For the anti-Semite, ‘marrying foreign women’ symbolizes the cause of all the conflicts in the Middle East (Jewish racism, Jewish refusal to assimilate, and blah blah blah).


But for the Kabbalists and for us Jews, it describes the religious experience as it is experienced now, in the 21st century.


Look around. We all are here, in a synagogue, on a cold morning in December, not because of the rational part of our brains - because we are intellectually sure that God exists and supports the Jews when they behave well. No, we are here because of emotions: feelings, memories, sense of belonging... all irrational stuff, similar indeed to love and to physical attraction.


In the contemporary world, religious behavior is driven by emotions. The Kabbalists were the first religious movement to understand this element of the human psyche - I was about to say this impulse. This is why Kabbalah is more popular today than Maimonides or Ovadiah Sforno.
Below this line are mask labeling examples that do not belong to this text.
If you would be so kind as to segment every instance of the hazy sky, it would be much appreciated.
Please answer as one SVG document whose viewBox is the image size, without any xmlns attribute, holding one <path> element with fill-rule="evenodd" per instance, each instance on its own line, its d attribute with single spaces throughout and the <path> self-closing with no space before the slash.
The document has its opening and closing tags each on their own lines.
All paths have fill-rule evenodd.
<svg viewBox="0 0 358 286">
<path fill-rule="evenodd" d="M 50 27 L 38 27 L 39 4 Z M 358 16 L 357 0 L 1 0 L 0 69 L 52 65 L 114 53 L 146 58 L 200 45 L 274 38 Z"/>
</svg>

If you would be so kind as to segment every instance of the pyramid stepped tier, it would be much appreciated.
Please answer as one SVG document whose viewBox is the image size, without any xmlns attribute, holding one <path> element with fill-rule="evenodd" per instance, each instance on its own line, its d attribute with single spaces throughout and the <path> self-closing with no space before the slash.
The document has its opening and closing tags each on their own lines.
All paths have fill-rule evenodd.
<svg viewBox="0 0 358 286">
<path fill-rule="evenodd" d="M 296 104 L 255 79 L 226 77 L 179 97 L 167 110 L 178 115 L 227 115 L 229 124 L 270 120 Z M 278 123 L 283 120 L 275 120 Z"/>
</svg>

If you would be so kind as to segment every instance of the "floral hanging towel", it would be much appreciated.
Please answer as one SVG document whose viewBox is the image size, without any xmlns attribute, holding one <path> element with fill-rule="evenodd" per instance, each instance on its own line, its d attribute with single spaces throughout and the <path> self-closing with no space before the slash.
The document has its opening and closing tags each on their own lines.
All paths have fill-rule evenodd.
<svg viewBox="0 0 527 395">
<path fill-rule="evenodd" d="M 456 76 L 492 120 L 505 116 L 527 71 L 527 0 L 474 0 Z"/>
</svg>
The anti-Semites have turned the Prophetic literature into a repertoire of insults against the Jewish people and against Israel. In fact, it is one of the most precious gifts Jews have granted to men and women of every faith.


The anti-Semites read a couple of chapters from the Book of Ezra and pretend to have discovered the origin of Jewish neurosis (that God so demands, and its law etched in stone) and overlook the extraordinary treasure of intuition of the Kabbalista about human psychology.


And speaking of psychology, those anti-Semites of the Palestinian Jesus fan club are not only very ignorant about Jews and Judaism. They also lead a miserable life, full of anger and resentment against Israel and the Jews, with the hope that a Palestinian Jesus will one day resuscitate to guide them towards a revolution.


This won't happen because, in case you didn't notice, Jesus was Jewish.